Live CD not working

Evan Leibovitch evan at telly.org
Fri Dec 29 16:20:18 UTC 2006


Tee Jay Rosene wrote:
> I have a quick question regarding my desktop PC: why won't the live CD 
> work?
> I'm trying to see how 6.10 will work on my machine, but when I put the 
> CD in the drive, the Ubuntu splash screen looks all weird (sort of 
> desaturated and blotchy) and then everything just freezes as soon as 
> the Ubuntu splash screen becomes "normal" looking. When I boot back 
> into XP, however, things are peachy (well, relatively peachy, 
> considering I'm running XP!)

Hello TJ,

I doubt the problem is in the graphics card.
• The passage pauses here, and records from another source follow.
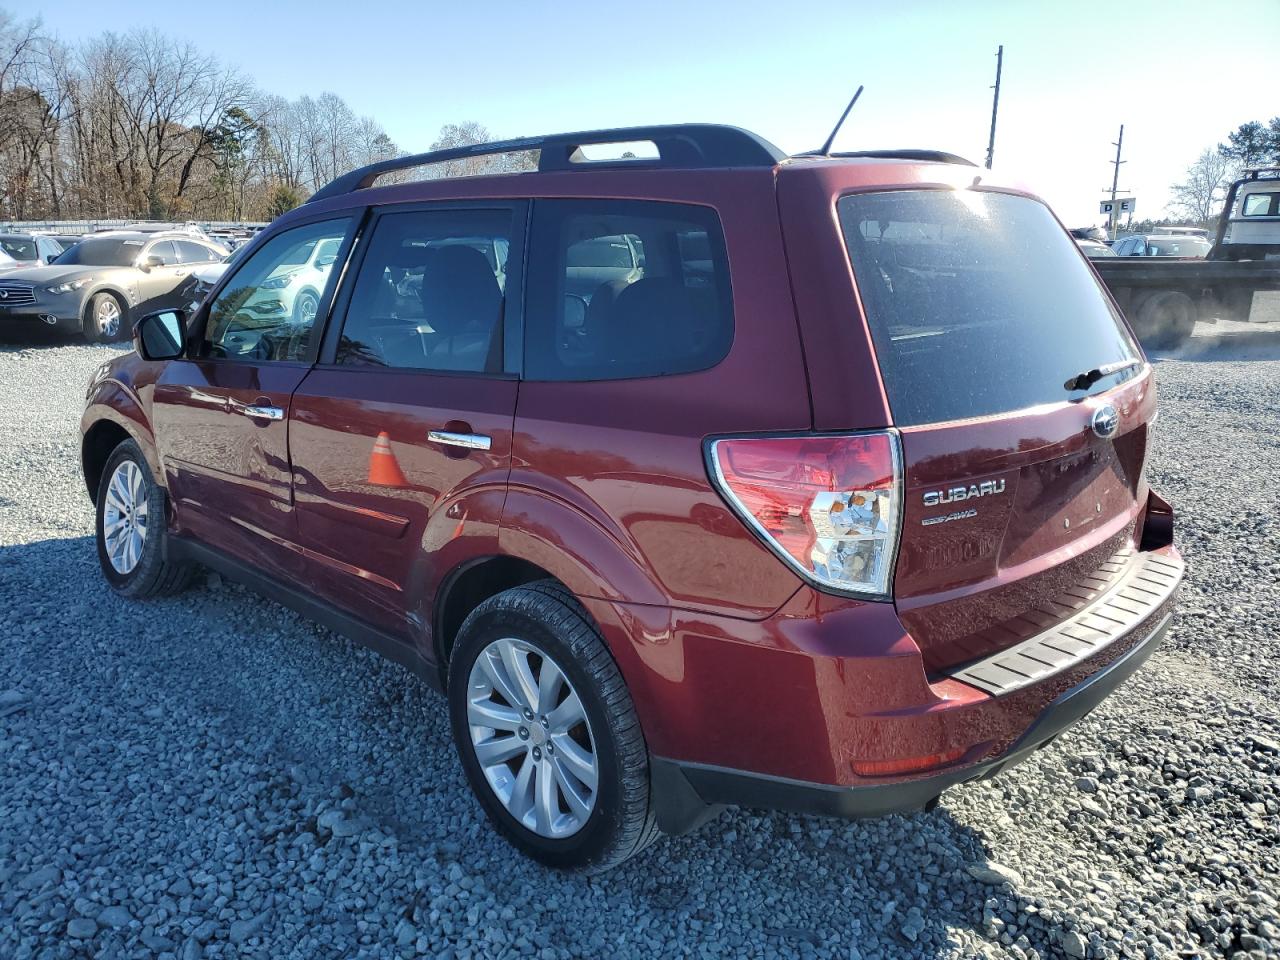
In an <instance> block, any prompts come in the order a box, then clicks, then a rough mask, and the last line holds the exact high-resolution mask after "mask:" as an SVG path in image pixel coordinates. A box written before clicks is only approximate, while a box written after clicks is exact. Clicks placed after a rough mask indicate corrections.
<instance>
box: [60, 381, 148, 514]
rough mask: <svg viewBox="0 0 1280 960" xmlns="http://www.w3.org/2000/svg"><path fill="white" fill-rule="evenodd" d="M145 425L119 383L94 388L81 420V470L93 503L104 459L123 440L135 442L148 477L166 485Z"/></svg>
mask: <svg viewBox="0 0 1280 960" xmlns="http://www.w3.org/2000/svg"><path fill="white" fill-rule="evenodd" d="M145 424H146V420H145V419H143V417H142V411H141V408H140V407H138V404H137V403H136V402H134V401H133V399H132V397H131V394H129V393H128V392H127V390H124V389H123V388H122V387H120V385H119V384H118V383H110V381H109V383H105V384H100V385H99V387H97V388H96V390H95V393H93V396H92V399H91V403H90V407H88V408H87V410H86V411H84V417H83V419H82V421H81V430H82V434H81V472H82V475H83V476H84V486H86V488H87V490H88V498H90V500H91V502H92V503H93V504H97V488H99V484H100V483H101V480H102V470H104V468H105V467H106V461H108V458H109V457H110V456H111V451H114V449H115V448H116V447H119V445H120V443H123V442H124V440H133V442H134V443H137V444H138V448H140V449H141V451H142V456H143V458H145V460H146V462H147V467H148V468H150V470H151V479H152V480H155V483H156V484H157V485H159V486H160V488H164V486H165V483H164V475H163V471H161V470H160V465H159V462H157V460H156V452H155V444H154V442H152V438H151V431H150V429H148V428H146V425H145Z"/></svg>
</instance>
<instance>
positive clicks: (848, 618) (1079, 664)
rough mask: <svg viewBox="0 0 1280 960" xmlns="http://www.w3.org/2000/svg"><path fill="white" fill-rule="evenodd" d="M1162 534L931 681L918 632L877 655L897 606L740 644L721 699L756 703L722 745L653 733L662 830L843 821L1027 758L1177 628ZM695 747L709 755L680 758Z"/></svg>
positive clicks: (1169, 573) (717, 705)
Until you actually start X 
Windows (which is well into the boot process) Linux uses fairly standard 
video modes.

While I don't have much experience with the live CD, I have noted that 
Ubuntu (and all current versions of Linux, for that matter) are having 
problems with some motherboards using the new Intel dual core 
processors. On Intel-brand boards at least, they've changed the chipset 
for the IDE driver which critically affects being able to boot from an 
IDE-attached CDROM.

What happens is that the CD will boot only as far as the BIOS will let 
it, and then freeze because the booted system can't access the CD drive.

There is a Linux driver for the new chipset (whose interface isn't 
called IDE anymore, it's "parallel ATA or PATA") but it's not included 
on any current Ubuntu release. The challenge is getting a working 
system, onto which you can download and install the new driver. For me 
the easiest solution has been to boot/install the system from a 
USB-connected CDROM drive (the BIOS of the new motherbords support this).

I'm not sure of this solves your problem, but I hope this can help 
reduce the grief of anyone else trying to install Linux on a new 
dual-core system. See https://launchpad.net/distros/ubuntu/+bug/67012 
for more info.

- Evan


first you need a working system onto which you can down

> Anyhow, I have a feeling this might be because I have a pretty 
> high-tech ATI graphics card, an after market add-on.
> Is there a solution to this dilemma? Even more importantly, if there 
> is a solution, will said solution cause damage to the hardware?
> A caveat: this is even before installing Ubuntu on the system!
> Now I'm not at all flaming Ubuntu; I think it's great and I have 6.10 
> running on a couple of older PCs without a hitch.